Office of Research, Clinical Translational Science Center, University of New Mexico, Albuquerque, New Mexico, USA.
Division of Preventive Medicine, University of Alabama at Birmingham, Birmingham, Alabama, USA.
University of Minnesota, Department of Laboratory Medicine and Pathology, Minneapolis, Minnesota, USA.
Department of Medicine, Feinberg School of Medicine, Northwestern University, Chicago, Illinois, USA.
Department of Radiology and Radiological Sciences, Vanderbilt University Medical Center, Nashville, Tennessee, USA.
Division of Epidemiology and Community Health, School of Public Health, University of Minnesota, Minneapolis, Minnesota, USA.

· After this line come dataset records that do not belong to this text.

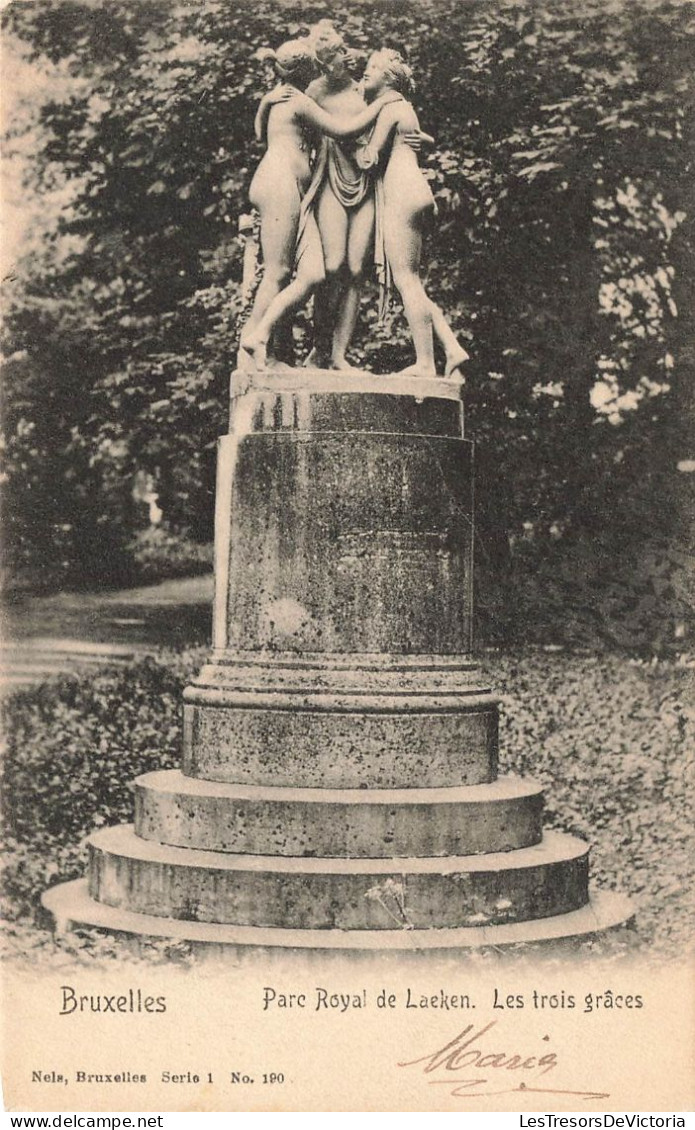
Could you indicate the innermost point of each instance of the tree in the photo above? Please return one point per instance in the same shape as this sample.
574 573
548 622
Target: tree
562 250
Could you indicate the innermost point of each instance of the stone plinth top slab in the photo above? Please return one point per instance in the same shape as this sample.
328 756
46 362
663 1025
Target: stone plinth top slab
348 381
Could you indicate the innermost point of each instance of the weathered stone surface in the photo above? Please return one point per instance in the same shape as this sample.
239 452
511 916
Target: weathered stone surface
322 894
345 542
174 809
71 906
348 749
340 750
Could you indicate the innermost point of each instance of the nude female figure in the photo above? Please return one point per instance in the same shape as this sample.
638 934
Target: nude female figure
288 233
407 207
344 208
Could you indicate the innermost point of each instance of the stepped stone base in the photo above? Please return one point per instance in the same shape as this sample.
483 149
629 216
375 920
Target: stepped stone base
339 783
71 907
347 894
344 823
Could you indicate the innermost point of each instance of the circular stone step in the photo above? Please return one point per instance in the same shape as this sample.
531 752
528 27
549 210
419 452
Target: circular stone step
341 748
71 907
364 894
344 823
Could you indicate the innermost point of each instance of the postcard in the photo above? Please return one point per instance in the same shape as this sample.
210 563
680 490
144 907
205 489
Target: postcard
347 642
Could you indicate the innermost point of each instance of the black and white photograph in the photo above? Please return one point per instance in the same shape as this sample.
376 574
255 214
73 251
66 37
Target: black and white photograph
347 556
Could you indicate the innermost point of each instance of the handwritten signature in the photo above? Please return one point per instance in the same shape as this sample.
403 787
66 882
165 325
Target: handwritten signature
459 1055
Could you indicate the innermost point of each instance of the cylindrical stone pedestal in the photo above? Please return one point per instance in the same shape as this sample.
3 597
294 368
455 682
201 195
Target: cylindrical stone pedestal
339 781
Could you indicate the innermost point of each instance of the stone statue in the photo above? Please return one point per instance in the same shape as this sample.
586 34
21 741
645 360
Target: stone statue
292 124
323 222
404 206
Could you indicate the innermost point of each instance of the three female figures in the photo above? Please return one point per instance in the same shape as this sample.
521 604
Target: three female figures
324 219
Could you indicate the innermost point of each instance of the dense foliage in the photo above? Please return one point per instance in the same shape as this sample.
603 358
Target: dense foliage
561 252
610 739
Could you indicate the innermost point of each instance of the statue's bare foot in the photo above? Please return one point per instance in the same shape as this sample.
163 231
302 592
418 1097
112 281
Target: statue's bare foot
255 347
314 359
245 361
454 362
417 371
344 366
278 366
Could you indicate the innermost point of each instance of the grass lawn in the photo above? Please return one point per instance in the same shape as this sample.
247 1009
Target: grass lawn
609 738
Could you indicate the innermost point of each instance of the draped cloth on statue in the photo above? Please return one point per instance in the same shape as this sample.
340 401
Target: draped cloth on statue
350 188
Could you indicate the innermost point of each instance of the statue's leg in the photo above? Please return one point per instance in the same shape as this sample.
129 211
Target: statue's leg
279 211
361 242
310 274
455 353
404 242
332 220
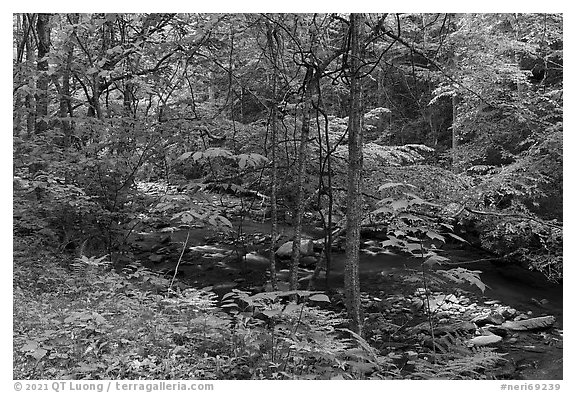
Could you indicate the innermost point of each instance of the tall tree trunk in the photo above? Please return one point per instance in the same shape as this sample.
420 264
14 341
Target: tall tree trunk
354 207
30 100
65 110
43 34
300 177
270 34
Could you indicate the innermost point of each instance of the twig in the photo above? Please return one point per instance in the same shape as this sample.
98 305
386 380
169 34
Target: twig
179 260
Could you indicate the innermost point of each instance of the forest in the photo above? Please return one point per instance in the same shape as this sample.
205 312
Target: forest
287 196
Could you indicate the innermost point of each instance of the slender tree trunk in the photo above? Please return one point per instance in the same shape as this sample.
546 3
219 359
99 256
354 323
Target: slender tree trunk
354 207
65 110
30 100
43 34
455 101
274 130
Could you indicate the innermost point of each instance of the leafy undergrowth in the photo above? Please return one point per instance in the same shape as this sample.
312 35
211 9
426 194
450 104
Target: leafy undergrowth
81 319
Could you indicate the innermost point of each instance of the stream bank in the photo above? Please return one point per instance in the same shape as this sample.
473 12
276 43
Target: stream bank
394 295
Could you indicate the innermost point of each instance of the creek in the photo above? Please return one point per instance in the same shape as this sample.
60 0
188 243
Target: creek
238 259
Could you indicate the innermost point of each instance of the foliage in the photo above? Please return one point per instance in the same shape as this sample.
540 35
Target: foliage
139 330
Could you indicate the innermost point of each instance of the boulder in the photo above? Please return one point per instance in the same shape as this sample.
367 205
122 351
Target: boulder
306 249
308 261
492 317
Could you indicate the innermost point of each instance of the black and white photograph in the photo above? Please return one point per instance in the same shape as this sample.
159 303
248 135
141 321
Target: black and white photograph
201 196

Adiposity is associated with low lung function, but the longitudinal relationship between lung function and adiposity is inadequately studied.


To examine the bidirectional longitudinal associations between rapid decline in lung function and adiposity phenotypes in healthy adults.


This secondary analysis used a 25-year longitudinal dataset from the Coronary Artery Risk Development in Young Adults (CARDIA) study that enrolled 5115 participants.


In the first analysis, metabolic syndrome at or before CARDIA year (Y) 10 (Y10) was the predictor, and subsequent rapid decline in forced vital capacity (FVC) or forced expiratory volume in 1 s (FEV1) between Y10 and Y20 was the outcome. In the second analysis, rapid decline was the predictor, and incident metabolic syndrome at Y20 and/or Y25 was the outcome. In the third analysis, rapid decline was the predictor, and subsequent CT-assessed regional fat depots at Y25 were the outcome.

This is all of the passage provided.